We saw that there were regular ward and SPCT MDT meetings to discuss patients who had been recognised as dying. The trust had developed, but not implemented end of life guidance to replace the Liverpool Care Pathway. The completion of ‘do not attempt cardio pulmonary resuscitation’ (DNACPR) forms was variable and the documentation of mental capacity assessments was inconsistent.

All the staff involved in end of life care were passionate, caring and maintained patients’ dignity throughout their care. Relatives told us they were supported and felt informed at all times. One relative described the care as “outstanding”.

The SPCT did not have the resources to provide support to patients seven days a week, however there was an out of hours on-call system. Hospital staff reported they felt able to request support from the SPCT whenever it was required. The SPCT usually responded within 24 hours. 60% of the patients supported by the SPCT were non-cancer patients. This showed a good balance between cancer and non-cancer patients being provided with the specialist services from the palliative care team.

There were no dedicated palliative care beds at the hospital and it was not always possible to care for people at the end of their life in a side room. There were very few rooms in the hospital for private conversations to be held. The SPCT were able to arrange rapid discharge for people who wished to die in a different location. They also had access to dedicated palliative care beds in a local nursing home.

There was no trust EOLC policy or strategy. Staff reported there had been very little senior management engagement until the very recent appointment of a board director. There were limited governance systems although some audits had taken place. Action plans had been developed but there was no evidence of changes being implemented. We did find some examples of good leadership, especially within the SPCT. Ward based staff were committed to providing high quality care for patients at the end of life.

Outpatients

Requires improvement

Updated 11 February 2015

We found that letters to general practitioners (GPs) were not being sent within the five-day period in line with trust policy. On the day of our inspection, the majority of medical secretaries were not typing letters within this timeframe.

The renal outpatients department (OPD) was unable to provide patients with follow-up appointments in a timely manner.

The ophthalmology clinic was not an ideal environment, as it was too small to meet with the demands of the service. Although the trust had attempted to mitigate the issue by running extra clinics within the community, this issue was still evident at the Hillingdon Hospital site.

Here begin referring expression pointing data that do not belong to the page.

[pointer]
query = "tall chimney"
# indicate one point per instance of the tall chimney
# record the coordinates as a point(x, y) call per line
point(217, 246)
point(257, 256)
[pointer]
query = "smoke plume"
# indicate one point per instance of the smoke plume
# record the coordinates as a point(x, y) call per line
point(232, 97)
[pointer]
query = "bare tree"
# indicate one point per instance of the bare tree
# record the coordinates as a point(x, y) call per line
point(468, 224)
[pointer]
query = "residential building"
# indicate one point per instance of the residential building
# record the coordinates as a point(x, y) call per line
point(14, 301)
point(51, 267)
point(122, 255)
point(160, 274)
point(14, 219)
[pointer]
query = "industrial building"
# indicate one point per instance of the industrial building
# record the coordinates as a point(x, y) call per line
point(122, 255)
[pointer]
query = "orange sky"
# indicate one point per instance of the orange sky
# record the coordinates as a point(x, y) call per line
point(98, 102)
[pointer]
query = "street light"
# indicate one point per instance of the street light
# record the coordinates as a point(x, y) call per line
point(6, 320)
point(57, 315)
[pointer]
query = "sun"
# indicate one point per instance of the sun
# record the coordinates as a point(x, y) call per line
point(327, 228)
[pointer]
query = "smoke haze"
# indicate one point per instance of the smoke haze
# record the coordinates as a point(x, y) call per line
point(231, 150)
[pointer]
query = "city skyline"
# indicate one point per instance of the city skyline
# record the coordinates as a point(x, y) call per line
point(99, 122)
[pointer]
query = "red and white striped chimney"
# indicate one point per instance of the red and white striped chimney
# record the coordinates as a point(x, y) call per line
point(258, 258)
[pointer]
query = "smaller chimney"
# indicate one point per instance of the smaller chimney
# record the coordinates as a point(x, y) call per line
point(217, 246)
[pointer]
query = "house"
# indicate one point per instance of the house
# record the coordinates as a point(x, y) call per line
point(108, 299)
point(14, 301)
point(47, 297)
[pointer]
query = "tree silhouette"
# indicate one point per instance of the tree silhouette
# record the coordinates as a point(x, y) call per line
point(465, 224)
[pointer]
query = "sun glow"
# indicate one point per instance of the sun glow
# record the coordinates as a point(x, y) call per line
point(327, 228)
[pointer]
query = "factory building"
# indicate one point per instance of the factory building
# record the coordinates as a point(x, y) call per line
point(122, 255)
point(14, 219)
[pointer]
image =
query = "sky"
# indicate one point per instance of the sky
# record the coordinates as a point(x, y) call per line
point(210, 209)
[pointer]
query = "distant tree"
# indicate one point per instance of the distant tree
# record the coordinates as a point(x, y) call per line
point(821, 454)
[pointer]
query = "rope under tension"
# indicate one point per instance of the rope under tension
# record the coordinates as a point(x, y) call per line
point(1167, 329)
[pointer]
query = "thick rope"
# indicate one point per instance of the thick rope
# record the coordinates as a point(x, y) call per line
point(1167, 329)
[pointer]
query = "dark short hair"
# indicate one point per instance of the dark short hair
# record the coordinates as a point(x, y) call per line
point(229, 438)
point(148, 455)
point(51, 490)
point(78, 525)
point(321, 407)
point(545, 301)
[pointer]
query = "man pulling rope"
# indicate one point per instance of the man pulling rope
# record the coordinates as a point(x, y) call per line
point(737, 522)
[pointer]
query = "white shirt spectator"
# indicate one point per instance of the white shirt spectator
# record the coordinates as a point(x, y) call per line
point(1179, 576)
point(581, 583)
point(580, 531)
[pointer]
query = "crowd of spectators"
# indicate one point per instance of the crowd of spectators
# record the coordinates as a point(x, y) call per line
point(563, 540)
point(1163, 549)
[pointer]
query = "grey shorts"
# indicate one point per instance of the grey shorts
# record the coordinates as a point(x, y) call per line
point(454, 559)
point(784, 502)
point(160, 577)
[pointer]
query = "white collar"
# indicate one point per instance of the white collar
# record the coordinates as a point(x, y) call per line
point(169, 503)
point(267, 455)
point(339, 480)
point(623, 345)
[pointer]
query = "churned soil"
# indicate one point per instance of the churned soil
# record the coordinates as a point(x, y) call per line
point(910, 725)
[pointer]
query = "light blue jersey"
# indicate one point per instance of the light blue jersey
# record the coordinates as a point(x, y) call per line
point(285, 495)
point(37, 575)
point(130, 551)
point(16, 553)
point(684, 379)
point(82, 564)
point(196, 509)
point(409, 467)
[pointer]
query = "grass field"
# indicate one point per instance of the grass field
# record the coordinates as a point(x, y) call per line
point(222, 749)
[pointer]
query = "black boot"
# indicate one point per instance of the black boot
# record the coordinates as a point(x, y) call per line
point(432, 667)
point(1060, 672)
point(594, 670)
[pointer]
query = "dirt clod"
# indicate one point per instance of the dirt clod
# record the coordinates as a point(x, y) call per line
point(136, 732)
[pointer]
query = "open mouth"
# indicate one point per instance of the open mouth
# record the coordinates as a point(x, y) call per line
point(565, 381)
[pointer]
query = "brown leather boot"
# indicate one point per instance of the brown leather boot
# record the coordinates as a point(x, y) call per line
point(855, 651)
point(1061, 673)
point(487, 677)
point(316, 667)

The trust was very responsive when planning the service to meet the needs of local people. Effective consultation allowed the service design to meet the needs of local communities and staff groups. We saw good ownership of the care and treatment they delivered by staff of all grades.

A proactive stance was taken in addressing issues that impacted on care delivery, such as developing a policy to monitor and reduce non-attendance at hospital appointments. In general, resources and facilities were good and met the needs of people attending the department.

We found that the OPD was accurately monitoring patient pathways. The central booking service was consistently able to give patient appointments within the NHS England and Clinical Commissioning Groups 2012 regulations about 18-week referral-to-treatment targets. We were able to see evidence of clear strategies to monitor and maintain systems to ensure that the trust met with these targets. The trust was consistently meeting with the two-week wait timescale for patients with urgent conditions, such as cancer and heart disease. We were able to see evidence of clear strategies to monitor and maintain systems to ensure that the trust met with these targets.

We found good local leadership within the OPD departments. The OPD matron was praised highly by staff who felt that they were proactive and supportive.